Sophia Antipolis, 25 June 2019: There are plenty of online cardiovascular risk calculators. But which one is best for you? That’s the focus of a paper published today in the European Journal of Preventive Cardiology, a journal of the European Society of Cardiology (ESC).1
“Risk calculators estimate the chance of an individual having a heart attack or stroke and pinpoint the lifestyle changes and medications that would be most effective to reduce that risk,” said author Dr Xavier Rossello, of the Centro Nacional de Investigaciones Cardiovasculares (CNIC), Madrid, Spain.
U-Prevent is free for the public and health professionals and is recommended as the only tool with calculators for different categories of people: patients with cardiovascular disease (CVD), patients with type 2 diabetes mellitus, people under 70 with neither of those conditions, and people aged 70 or older (with or without CVD or diabetes). It can be used to calculate 5- and 10-year risk of CVD and the lifetime treatment effect of specific drugs on CVD-free life expectancy.

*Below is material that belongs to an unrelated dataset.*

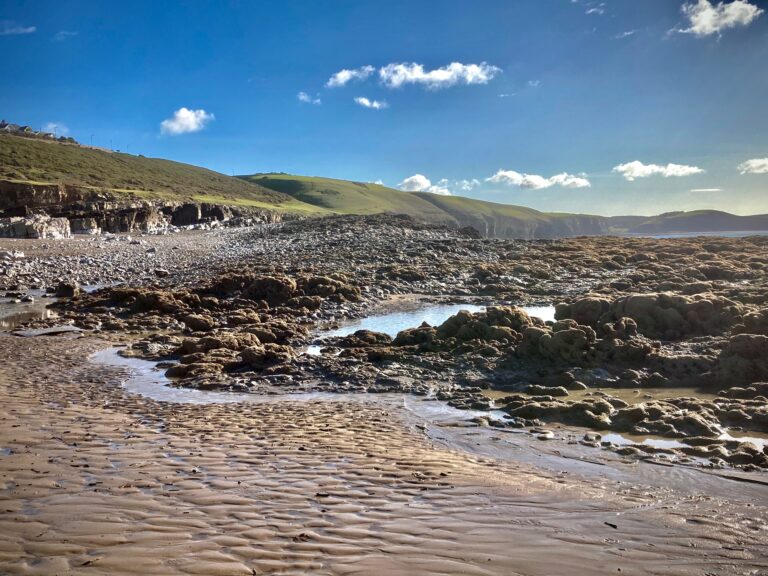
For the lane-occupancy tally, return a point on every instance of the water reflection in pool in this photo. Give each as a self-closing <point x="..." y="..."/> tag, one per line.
<point x="434" y="315"/>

“Patients should be aware of the likelihood that they will develop CVD and these tools are a way to find out,” said Dr Rossello. “The second step is to take actions to minimise the probability as much as possible. This should be individualised based on risk factors, personality, and family and work environment. Adherence is best when decisions are shared between the clinician and patient.”
Prevention of CVD is a lifelong endeavour and motivation to continue taking pills and have a healthy lifestyle may be low if there are no symptoms. Seeing the projected benefit of taking preventive medication may be a good incentive. Choices can also be made about lifestyle changes that would reduce the likelihood of CVD even further.
The paper lists the freely accessible online tools for estimating cardiovascular prognosis. For each, it details which patient group and geographical region it can be used for, and the outcomes it predicts.
“European guidelines on cardiovascular prevention recommend the use of prediction tools2 but they are underused,” said Dr Rossello. The paper argues that as the population ages and the prevalence of obesity and diabetes increases, there is an urgent need for repeat risk assessment and personalised CVD prevention.
“Risk prediction tools assess prognosis in an objective and unbiased way,” said Dr Rossello. “This should avoid both over- and under-treatment and lead to the best outcomes and use of resources. Traditional methods rely on clinical judgement, experience, and personal beliefs and are therefore inconsistent and may be inaccurate.”
He added: “Current risk scores were developed using conventional statistical techniques to predict death. New techniques, such as machine learning, will be used to increase the accuracy of some current tools and to develop risk algorithms that predict subclinical disease. This information would allow clinicians and patients to take healthy preventive actions at an earlier stage.”
The paper is a result of the ESC Prevention of Cardiovascular Disease Programme run by the European Association of Preventive Cardiology (EAPC) in collaboration with the Association of Cardiovascular Nursing and Allied Professions (ACNAP) and the Acute Cardiovascular Care Association (ACCA). It is also published in European Heart Journal – Acute Cardiovascular Care and the European Journal of Cardiovascular Nursing.